As the authors inform their readers, the outsourcing of business to consultants first reared its head during the 1980s when ‘Reaganomics’ and ‘Thatcherism’ became firmly entrenched in the Milton Friedman way of conducting business. The Big 3 Consulting firms (McKinsey, Bain & BCG) were uncomplaining beneficiaries of such an outsourcing frenzy. That trend continues till today.
Puerto Rico commenced bankruptcy proceedings in 2016. McKinsey was appointed to oversee the process and to advise a federally appointed oversight board. The assignment’s senior full-time consultant was a 31-year-old Harvard graduate. The arduous task of financial calculations and recommending job cuts went to a fresh graduate from Columbia, while the important portfolio of hurricane damage assessment went to a green Yale graduate. McKinsey’s final advises included inter alia privatising public enterprises and removing labour protections.
A partner from KPMG openly took pride in one of his firm’s undisguised policies, that can only be termed ludicrous. KPMG’s strategy when advising Governments was to either low ball hard on the bidding contracts or to offer pro-bono services. The logic: an initial ‘investment’ in the Government business would lead to a continued flow of business that would more than amply make up for the initial loss on account of investing in the business. Some market penetration strategy indeed! “The more governments and businesses outsource, the less they know how to do, causing organizations to become hollowed out, stuck in time and unable to evolve.”
The authors also lay blame equally on the leaders of conglomerates and Governments. Manya time, these corporate chieftains turn to consultants not because of any genuine reasons of policy or principles, but only to obtain a ‘rubber stamp’ for pre-determined and controversial actions. For example, in embarking on a rightsizing (a terrible but perfectly acceptable euphemism for job cuts), an added corroboration by a consultant in the form of a sombre looking power point accompanied by a tome of a memo would not just lend legitimacy to an otherwise pernicious exercise, but also accommodatingly shift the onus and cause on the consultants.

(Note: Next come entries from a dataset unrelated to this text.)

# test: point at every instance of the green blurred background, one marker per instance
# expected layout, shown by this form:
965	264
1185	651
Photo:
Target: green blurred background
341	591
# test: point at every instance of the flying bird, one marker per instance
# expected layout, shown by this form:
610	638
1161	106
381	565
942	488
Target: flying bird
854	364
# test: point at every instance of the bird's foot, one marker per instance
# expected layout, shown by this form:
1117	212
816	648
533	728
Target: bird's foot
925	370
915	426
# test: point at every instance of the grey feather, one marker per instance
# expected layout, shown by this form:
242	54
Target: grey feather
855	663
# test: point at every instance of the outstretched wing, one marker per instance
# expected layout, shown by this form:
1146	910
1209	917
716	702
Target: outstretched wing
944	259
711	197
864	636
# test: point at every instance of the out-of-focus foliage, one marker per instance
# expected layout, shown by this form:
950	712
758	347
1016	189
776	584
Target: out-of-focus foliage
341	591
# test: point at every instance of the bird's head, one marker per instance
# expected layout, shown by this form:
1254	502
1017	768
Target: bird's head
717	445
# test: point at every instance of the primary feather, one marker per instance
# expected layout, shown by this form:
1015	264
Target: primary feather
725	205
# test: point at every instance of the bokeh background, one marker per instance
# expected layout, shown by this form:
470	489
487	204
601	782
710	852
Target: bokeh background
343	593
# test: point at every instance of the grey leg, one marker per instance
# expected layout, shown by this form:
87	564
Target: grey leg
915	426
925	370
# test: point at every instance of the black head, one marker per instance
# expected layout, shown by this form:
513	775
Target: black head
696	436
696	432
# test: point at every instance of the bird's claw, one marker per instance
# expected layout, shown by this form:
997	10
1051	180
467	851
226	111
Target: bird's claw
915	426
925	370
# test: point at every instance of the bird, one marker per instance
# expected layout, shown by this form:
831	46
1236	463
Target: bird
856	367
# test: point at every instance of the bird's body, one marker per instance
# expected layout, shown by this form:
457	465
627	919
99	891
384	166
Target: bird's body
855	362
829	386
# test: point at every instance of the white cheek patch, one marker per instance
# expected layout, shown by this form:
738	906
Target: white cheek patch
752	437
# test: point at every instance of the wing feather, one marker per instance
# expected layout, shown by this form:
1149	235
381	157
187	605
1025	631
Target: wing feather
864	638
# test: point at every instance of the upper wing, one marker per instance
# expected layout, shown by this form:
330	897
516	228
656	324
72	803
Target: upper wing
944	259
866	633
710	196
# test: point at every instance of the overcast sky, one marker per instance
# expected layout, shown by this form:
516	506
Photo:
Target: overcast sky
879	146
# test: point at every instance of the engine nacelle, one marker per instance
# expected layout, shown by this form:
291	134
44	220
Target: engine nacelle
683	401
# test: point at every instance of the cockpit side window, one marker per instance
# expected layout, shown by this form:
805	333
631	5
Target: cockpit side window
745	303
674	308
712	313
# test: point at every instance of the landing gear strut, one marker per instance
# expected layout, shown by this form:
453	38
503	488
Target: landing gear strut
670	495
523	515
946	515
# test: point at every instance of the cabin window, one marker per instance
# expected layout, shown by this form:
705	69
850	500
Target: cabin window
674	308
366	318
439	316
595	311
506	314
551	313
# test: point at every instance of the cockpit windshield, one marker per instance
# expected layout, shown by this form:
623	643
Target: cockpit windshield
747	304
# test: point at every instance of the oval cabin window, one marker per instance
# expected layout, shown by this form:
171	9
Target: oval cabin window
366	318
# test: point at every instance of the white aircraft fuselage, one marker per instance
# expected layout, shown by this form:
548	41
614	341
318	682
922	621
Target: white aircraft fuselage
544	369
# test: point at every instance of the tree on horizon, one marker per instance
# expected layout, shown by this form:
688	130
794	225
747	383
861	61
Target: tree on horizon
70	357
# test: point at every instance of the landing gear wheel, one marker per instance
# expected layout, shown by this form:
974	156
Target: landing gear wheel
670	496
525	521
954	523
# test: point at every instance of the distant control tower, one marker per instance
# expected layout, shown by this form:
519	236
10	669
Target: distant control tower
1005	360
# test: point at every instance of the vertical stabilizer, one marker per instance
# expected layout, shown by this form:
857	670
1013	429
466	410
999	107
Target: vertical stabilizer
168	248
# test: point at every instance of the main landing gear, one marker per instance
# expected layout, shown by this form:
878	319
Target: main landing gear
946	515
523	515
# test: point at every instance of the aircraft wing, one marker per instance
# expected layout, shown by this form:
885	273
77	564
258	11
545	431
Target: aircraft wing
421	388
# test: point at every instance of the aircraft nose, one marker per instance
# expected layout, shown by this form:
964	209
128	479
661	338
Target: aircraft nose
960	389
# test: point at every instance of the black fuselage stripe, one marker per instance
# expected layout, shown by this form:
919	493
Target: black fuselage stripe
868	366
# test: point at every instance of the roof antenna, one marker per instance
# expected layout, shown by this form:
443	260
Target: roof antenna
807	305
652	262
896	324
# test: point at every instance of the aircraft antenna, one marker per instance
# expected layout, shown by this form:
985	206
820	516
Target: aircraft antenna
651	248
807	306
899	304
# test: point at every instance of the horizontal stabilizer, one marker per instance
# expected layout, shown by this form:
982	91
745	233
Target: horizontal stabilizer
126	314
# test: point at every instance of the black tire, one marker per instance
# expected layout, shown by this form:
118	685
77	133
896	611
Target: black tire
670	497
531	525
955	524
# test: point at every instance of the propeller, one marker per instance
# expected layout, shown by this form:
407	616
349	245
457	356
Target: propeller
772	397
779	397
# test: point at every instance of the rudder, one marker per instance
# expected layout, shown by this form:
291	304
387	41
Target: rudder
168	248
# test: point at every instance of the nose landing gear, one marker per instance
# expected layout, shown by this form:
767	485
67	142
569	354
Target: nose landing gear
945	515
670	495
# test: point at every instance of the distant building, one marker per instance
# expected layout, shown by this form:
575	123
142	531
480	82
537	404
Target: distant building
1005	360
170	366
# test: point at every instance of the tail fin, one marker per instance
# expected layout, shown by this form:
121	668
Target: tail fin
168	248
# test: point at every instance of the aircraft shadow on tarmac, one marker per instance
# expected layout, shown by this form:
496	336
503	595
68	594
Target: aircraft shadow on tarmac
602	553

However, Mazzucato and Collington end their attack on consultants on a positive note. They provide some perfectly implementable recommendations to reign in the excess dependence upon consultants and to empower employees in-house. The suggestions include investing in internal capacity and capability creation, embedding learning and promoting transparency in contracting and tendering processes, and emulating the vision of Government organisations such as Defense Advanced Research Project Agency (DARPA), which at one point was a hot bed of critical technological breakthroughs, like the internet and GPS.
The Big Con – a rude albeit essential and timely wake up call for governments and businesses to commence putting their houses in order.